Blair-Backed Think Tank Urges UK to Reframe Clean-Power Target

The UK’s mission to fully decarbonise its electricity system by 2030 is under fresh scrutiny after the Tony Blair Institute for Global Change (TBI) called for a major reset. In a new paper, Cheaper Power 2030, Net Zero 2050, the institute argues the government should focus less on speed and more on making energy affordable, secure, and abundant.

Clean Ambitions, Cost Warnings

The report situates Britain in a shifting global energy landscape where affordability, reliability, and competitiveness increasingly rival climate targets for priority. While reaffirming the UK’s legal commitment to reach net zero by 2050, it says the Clean Power 2030 goal was designed for different economic conditions and must now be recalibrated.

Without adjustment, it warns, the transition could bring higher bills, weaker system reliability, and a loss of public trust. “If the transition continues in a way that raises costs, weakens reliability and undermines growth, it will fail both politically and practically,” the report states.

Key Recommendations

The TBI calls for a pragmatic overhaul of the UK’s clean-power strategy, centred on cost and resilience rather than sheer speed.

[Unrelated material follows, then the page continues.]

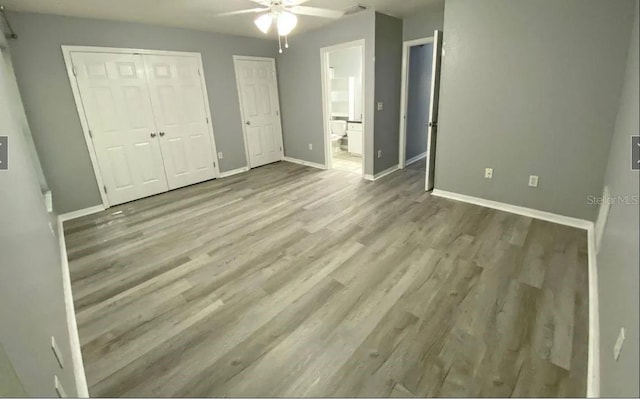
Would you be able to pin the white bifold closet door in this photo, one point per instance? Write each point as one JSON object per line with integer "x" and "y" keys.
{"x": 178, "y": 105}
{"x": 258, "y": 90}
{"x": 147, "y": 121}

It urges the government to reframe Clean Power 2030 as Cheaper Power 2030, Net Zero 2050, putting affordability, system stability, and consumer benefit at the heart of policy. Electricity market reform is also a key focus, with proposals to revisit the Contracts for Difference model to promote more flexible, decentralised investment and ensure costs reflect real system needs.

The paper advocates radical planning reform to cut project delays and reduce delivery costs, alongside developing a generation mix that balances value and reliability — combining offshore wind, nuclear, and storage while scaling back support for higher-cost options such as biomass and carbon capture. It also suggests temporarily suspending some carbon taxes on gas until 2030 to ease electricity prices as renewables expand and the wider energy system adjusts.

Reactions and the Landscape

The intervention comes as the government advances its own clean-power ambitions. Industry voices broadly welcomed the call for cost discipline, while environmental groups warned that “re-branding” the 2030 mission could dilute momentum on decarbonisation.

An energy policy analyst noted that “the report reflects a wider global shift — countries want clean power, but not at any cost.” Others highlighted the risk that cheaper-power messaging could be seized on by opponents of climate policy to justify slower action.

Why it Matters

The UK continues to face some of the highest electricity prices in the developed world, a factor that drags on industry and squeezes households. The TBI argues that unless those costs fall, the political and social foundations of net zero could erode. If the government pushes too fast without fixing infrastructure and affordability, it warns, the result could be higher prices, weaker reliability, and a backlash that undermines public support for the wider climate agenda.

The transition to clean power is not in question — but how it is achieved is. The TBI report’s message is that net zero must be pursued through a strategy that is smarter, cheaper, and built on public trust. For policymakers, the issue is no longer whether to decarbonise, but how to make it work for Britain.